Keywords

1 Introduction

In recent years, more and more 3D video contents have been demanded and produced. The need for efficient 3D video quality prediction approaches is significantly increasing. The quality representation methods for 3D video mainly include Quality of Service (QoS) and Quality of Experience (QoE). Since human is the ultimate receiver of video contents, the research on QoE becomes particularly important in the field of 3D video perception. Therefore, it is of great significance to study the perceptual quality evaluation methods of 3D video, especially objective methods.
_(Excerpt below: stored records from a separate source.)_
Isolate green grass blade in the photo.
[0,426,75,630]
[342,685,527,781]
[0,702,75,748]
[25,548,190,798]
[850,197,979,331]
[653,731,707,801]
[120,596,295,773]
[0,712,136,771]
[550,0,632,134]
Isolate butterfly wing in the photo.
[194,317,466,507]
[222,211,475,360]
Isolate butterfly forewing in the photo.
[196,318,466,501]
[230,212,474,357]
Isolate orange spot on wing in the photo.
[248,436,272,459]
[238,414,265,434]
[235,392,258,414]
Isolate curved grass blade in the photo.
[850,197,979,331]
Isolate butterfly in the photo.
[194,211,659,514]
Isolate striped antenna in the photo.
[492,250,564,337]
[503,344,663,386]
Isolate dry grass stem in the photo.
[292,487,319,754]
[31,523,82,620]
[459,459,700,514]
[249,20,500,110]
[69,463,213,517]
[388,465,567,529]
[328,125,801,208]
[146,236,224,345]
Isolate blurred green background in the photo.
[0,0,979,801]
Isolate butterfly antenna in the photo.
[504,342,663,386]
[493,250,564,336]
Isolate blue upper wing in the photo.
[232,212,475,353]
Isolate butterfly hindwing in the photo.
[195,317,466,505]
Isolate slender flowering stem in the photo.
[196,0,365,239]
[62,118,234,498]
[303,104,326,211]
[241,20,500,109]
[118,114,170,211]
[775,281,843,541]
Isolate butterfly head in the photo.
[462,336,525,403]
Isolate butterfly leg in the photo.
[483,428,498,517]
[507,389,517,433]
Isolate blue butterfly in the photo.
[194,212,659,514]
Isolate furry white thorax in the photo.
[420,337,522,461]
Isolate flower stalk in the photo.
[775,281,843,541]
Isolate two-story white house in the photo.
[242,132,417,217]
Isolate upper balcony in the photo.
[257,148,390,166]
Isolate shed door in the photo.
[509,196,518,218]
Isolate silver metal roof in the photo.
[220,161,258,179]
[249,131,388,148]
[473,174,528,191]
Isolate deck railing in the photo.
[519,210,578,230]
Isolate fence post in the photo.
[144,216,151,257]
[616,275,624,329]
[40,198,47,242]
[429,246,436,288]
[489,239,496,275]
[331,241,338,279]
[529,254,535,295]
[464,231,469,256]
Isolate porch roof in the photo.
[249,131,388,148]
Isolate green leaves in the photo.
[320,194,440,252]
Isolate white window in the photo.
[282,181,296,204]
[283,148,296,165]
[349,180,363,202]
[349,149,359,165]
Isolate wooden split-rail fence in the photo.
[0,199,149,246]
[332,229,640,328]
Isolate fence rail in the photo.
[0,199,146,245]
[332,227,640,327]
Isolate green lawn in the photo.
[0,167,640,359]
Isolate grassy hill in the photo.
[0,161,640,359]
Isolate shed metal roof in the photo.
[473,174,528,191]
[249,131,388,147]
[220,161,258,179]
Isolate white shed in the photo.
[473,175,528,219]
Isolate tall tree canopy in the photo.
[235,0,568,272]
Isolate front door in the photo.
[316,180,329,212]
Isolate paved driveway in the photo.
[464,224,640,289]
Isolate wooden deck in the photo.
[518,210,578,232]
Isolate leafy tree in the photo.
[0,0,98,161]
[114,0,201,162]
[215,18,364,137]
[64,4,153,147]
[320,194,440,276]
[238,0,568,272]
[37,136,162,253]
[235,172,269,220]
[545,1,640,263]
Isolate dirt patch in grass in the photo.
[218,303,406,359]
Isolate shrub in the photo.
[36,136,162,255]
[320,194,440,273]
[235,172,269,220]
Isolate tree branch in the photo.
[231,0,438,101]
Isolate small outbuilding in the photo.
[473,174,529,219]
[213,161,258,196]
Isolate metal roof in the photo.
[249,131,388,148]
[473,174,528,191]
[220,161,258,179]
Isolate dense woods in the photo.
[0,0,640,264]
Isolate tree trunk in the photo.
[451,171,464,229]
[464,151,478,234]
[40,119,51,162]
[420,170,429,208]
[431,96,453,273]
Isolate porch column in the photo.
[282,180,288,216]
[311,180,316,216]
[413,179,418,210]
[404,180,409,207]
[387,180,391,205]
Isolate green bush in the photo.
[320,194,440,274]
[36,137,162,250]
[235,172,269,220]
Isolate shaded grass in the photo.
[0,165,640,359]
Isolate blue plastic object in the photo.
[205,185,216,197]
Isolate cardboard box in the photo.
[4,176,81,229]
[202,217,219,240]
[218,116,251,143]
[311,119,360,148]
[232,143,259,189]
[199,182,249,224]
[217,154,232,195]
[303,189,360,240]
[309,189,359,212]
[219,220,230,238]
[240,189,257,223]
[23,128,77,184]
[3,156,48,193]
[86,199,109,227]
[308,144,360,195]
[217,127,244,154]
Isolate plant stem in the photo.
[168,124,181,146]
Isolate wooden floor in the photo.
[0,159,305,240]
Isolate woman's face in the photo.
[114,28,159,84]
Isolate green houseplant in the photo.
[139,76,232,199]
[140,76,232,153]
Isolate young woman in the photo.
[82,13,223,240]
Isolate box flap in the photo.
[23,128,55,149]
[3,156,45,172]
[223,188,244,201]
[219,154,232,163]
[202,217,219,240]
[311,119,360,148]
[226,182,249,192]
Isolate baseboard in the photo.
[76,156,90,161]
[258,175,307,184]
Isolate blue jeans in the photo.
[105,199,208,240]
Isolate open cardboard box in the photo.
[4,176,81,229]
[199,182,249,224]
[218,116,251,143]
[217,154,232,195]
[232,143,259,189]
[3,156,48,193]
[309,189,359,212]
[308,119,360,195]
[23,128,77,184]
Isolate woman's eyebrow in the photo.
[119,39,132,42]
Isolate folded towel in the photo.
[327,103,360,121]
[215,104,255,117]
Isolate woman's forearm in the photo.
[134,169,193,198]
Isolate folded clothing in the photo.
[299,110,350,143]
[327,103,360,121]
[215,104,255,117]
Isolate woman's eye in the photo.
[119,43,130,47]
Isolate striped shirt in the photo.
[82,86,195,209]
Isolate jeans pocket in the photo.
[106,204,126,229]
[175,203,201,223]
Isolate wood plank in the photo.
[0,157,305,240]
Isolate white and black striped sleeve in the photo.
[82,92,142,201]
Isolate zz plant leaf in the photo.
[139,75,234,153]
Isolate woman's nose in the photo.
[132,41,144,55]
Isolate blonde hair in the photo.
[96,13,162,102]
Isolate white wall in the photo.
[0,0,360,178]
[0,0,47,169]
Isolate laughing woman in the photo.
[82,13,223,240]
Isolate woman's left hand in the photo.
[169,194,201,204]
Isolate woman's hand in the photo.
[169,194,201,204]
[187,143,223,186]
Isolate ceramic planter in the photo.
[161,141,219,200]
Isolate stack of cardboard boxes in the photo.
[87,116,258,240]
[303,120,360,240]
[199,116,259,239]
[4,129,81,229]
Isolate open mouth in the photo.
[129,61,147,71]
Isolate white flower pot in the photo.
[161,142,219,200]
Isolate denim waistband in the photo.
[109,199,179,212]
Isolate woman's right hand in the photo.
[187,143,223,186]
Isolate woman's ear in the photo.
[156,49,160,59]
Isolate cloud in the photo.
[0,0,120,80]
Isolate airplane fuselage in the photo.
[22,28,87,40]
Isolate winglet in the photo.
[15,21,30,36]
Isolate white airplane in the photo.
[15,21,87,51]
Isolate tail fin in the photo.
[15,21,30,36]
Depending on whether pristine stereo videos can be used, objective stereoscopic video quality assessment (SVQA) methods can be divided into full-reference (FR), no-reference (NR) and reduced-reference (RR) methods. Since it is difficult to guarantee available pristine stereo videos, making it more practical to study the NR SVQA method. In this paper, we consider addressing the problem of NR stereoscopic video quality prediction.

Some SVQA algorithms have been developed, which have good prediction performance in recent years. However, there still exists room for improving on SVQA methods in terms of prediction performance and compute complexity. The initial SVQA methods simply utilize existing IQA methods such as PSNR and SSIM [1], by obtaining per frame’s evaluation score from a video, then using average pooling method to obtain the video’s quality score. Obviously, these methods only focus on the spatial information in the video but ignoring the temporal features, depth information, or binocular effects in human visual system (HVS). Consequently, their quality scores are unsatisfactorily consistent with the subjective perception scores. To address this issue, some researchers considered the above aspects to design an efficient SVQA model. Han et al. [2] proposed a FR SVQA method 3D-STS, which utilized structural tensor for salient areas from adjacent frames to predict video quality scores. Yu et al. [3] considered salient frames and binocular perception according to the internal generative mechanism of HVS, and designed a RR SVQA framework. However, these two methods rely on the salient regions and take into account spatial changes on video quality, but ignore the impact of temporal changes on video quality.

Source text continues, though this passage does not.